I am not an art expert, but the second set of pictures from 2002 look like they were actually done by grade-schoolers – and the newer ones look like they were done by adults trying to draw in a childish style.
The symbolism, the coloring and the motifs seem, at the very least, to have been heavily prompted by adults. Kids don’t come up with this stuff on their own.
(MORE AT EOZ
… I don’t agree with all the opinions however so I excerpted the post)
Moreover, what do child artists do immediately after they finish their work? They sign them. I cannot find one signature in the new set of images, although each of the older ones have them.
Even more interesting, one would think that a children’s art exhibit showing such precocious examples of drawing would want to publicize the names of the artists – and elaborate on their own personal stories from which sprung such eloquence and experience. The artist’s story is often more compelling than the art. But, for some bizarre reason, we are deprived of this information. Could it be that the organizers don’t want the children to be interviewed?
Ultimately, it is up to the exhibitors to prove the authenticity of provenance of the works. Identify these young savants.
And if this is a hoax, well, what museum would want to be associated with something like that?

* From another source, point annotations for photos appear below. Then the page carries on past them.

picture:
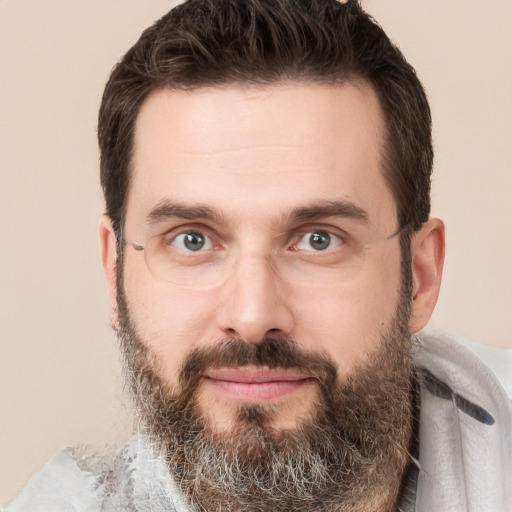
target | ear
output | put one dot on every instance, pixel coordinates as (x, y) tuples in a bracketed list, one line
[(427, 251), (108, 254)]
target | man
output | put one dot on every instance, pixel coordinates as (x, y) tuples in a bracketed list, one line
[(270, 258)]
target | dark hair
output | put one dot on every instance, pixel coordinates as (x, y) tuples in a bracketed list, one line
[(216, 42)]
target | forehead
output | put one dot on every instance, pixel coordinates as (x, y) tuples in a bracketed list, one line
[(244, 149)]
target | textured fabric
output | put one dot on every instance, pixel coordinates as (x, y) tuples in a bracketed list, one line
[(465, 451)]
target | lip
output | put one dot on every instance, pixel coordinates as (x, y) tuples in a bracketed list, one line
[(255, 385)]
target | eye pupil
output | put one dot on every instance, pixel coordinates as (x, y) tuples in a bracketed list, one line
[(194, 241), (320, 240)]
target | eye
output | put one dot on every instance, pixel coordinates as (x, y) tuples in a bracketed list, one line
[(317, 241), (192, 241)]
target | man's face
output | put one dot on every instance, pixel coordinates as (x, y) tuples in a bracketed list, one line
[(262, 175), (262, 305)]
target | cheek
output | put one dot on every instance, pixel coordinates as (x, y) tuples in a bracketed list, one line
[(347, 322), (170, 322)]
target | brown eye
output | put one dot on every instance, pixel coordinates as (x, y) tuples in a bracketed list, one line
[(320, 240), (192, 241), (317, 241)]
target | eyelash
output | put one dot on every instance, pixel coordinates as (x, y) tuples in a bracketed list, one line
[(339, 237)]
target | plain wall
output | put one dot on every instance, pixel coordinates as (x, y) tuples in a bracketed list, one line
[(59, 371)]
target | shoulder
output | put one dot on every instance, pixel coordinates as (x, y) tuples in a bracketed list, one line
[(60, 486), (465, 434)]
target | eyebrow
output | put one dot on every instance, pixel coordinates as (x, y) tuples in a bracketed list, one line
[(168, 209), (344, 209)]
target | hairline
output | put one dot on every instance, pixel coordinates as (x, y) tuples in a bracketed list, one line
[(386, 149)]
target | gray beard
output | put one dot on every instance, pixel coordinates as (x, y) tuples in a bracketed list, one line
[(349, 454)]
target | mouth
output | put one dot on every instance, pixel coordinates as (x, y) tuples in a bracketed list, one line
[(254, 384)]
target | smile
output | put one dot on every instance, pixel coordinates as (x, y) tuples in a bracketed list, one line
[(255, 385)]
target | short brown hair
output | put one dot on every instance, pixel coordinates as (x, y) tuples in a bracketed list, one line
[(215, 42)]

The Middle East Children’s Alliance is trying to pressure MOCHA to change their mind and show these questionable pieces. You may want to contact the museum and support their decision, and also ask them the provenance of the drawings.
Something else came to mind in thinking about the EOZ post. Children have a tendency to mimic commercial art. There is rarely pure child art these days unless a positioned culture is engineered. I noticed that one of your observations is that one of the children is obviously trying to draw like the hate mongering cartoonist Latuff. This is probably the most real and authentic example of child art in the bunch. Art teachers like to scold children for drawing what they see on TV or in the media, but for a child the most natural thing is to do exactly that. The work that actually looks childlike in my opinion are more likely to be forgeries. This contradicts some of EOZ observations… but he is right on one thing. Why didn’t they give the kids credit for their work? It is exploitative.